Chronic stress and trauma impair brain structure, particularly the structure involved with memory. Similar to the way our hormones send messages to our internal functions, your amygdala (associated with processing emotion) releases chemicals to help shift our nervous system and our body into “flight-or-fight” mode.
Sequentially, this system causes high levels of circulating stress hormones (or cortisol) to prevail in both our brain and body, which over time, can eventually cause severe damage to our hippocampus (associated with processing memories).
The damage can actually shrink our hippocampus, making our ability to encode and form memories increasingly difficult.
Not only that, but research suggests that exposure to stress right before a memory retention stress can impede memory retrieval, leading to a decreased performance in both animal and human subjects.
3. Stress Harms Your Cardiovascular Health
In a stressful situation, you might notice that your blood starts to pump and your heart starts to race. This widely regarded stress response comes from the release of your adrenaline hormone that transpires during “flight-or-fight.”
Luckily, these cardiovascular changes are only temporary and seem to disappear once the stress does. But what happens when those feelings of stress don’t disappear?
According to the American Heart Association, chronic stress links to heart disease— the leading cause of death in Americans:
“‘When stress is excessive, it can contribute to everything from high blood pressure, also called hypertension, to asthma to ulcers to irritable bowel syndrome,’ said Ernesto L. Schiffrin, M.D., Ph.D., physician-in-chief at Sir Mortimer B. Davis-Jewish General Hospital, and professor and vice chair of research for the Department of Medicine at McGill University in Montreal.”
The relationship between stress and heart disease comes from the effects stress has on the behaviors and factors attributed to the risk of developing this cardiovascular problem. High blood pressure and cholesterol levels, overeating, physical inactivity, poor lifestyle habits like smoking, and drinking— are a few common stress-related coping mechanisms that cause people to experience high blood pressure and weakened artery walls.
So, while the relationship between stress and heart disease isn’t exactly clear, it’s evident to see how your cardiovascular health is in jeopardy as these techniques are used by people attempting to manage chronic stress.

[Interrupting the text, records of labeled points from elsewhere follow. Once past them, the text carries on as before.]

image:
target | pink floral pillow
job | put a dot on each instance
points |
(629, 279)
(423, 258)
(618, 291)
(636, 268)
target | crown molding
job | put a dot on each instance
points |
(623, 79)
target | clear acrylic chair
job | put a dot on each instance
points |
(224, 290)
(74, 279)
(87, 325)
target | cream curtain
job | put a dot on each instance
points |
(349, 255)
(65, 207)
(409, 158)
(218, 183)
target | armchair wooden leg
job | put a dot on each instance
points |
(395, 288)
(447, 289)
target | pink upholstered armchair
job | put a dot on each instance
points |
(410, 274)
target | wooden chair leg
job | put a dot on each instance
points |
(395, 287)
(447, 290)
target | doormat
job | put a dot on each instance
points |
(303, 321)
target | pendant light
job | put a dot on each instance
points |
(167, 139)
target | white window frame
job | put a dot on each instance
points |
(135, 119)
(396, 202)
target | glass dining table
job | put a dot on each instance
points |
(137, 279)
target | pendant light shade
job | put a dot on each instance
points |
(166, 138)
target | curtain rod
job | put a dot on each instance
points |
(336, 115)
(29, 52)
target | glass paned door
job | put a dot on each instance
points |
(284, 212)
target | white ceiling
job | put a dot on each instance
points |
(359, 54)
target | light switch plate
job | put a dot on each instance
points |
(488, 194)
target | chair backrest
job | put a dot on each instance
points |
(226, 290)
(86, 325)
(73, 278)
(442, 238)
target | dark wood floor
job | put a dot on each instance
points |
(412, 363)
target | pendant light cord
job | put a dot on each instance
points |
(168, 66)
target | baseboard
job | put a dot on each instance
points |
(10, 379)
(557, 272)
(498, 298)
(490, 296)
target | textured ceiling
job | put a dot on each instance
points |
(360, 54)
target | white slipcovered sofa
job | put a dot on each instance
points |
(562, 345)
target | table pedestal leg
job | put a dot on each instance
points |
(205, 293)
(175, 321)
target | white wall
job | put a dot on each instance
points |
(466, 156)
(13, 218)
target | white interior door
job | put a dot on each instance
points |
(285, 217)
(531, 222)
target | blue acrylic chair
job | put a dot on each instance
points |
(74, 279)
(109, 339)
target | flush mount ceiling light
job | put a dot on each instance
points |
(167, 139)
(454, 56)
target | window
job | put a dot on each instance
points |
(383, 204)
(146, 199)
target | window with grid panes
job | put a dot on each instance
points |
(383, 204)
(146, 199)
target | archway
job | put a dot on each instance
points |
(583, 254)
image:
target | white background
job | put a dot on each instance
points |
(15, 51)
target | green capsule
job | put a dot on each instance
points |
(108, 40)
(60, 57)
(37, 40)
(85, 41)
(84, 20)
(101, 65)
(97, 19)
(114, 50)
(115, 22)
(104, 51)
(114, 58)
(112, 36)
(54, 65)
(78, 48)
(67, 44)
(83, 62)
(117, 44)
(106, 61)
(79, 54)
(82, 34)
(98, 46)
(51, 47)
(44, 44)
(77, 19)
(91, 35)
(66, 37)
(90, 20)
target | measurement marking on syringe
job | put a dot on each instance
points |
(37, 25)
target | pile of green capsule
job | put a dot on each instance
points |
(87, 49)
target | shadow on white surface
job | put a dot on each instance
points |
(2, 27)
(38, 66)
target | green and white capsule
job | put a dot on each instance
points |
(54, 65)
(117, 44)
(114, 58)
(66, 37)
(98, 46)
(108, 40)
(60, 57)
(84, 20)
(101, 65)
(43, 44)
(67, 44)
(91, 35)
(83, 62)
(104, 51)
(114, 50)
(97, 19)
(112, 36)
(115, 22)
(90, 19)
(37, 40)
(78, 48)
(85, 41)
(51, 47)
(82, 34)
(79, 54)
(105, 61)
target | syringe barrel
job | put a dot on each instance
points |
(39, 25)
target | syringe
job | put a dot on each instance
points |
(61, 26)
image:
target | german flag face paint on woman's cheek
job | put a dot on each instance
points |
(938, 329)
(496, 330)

4. Stress Hinders Chances of Conception
The pregnancy process is unique to every woman. For some, becoming pregnant is easy, regardless of whether or not they use proper protection or regularly smoke cigarettes. Other women, on the other hand, may do all the right things to become fertile and still struggle to obtain positive results on their at-home pregnancy test. How can this be?
The reasons may vary depending on a woman’s genes, age, medical history, etc. Still, recent studies point out that stress may influence a woman’s ability to become fertile.
In fact, the American Journal of Epidemiology revealed that women with higher levels of stress are 13% less likely to conceive than women with moderate to low levels of stress.
The reasoning for this relates to the body’s inherent ability to recognize stress. It’s smart enough to know that these stress periods are not a good time for a woman to conceive, which prevents them from becoming fertile and hinders their chances of conceptions.
This, combined with poor lifestyle habits and the likelihood that women who are under a lot of stress aren’t having sex as often with their partner, puts the odds against them.
Needless to say, stress can negatively influence your well-being in so many different ways. Between the physical health to emotional health of mental health changes, it may seem close to impossible to overcome the impacts of stress.
Fortunately, with a little self-awareness and practice of stress management techniques, taking control of your chronic stress can be easy.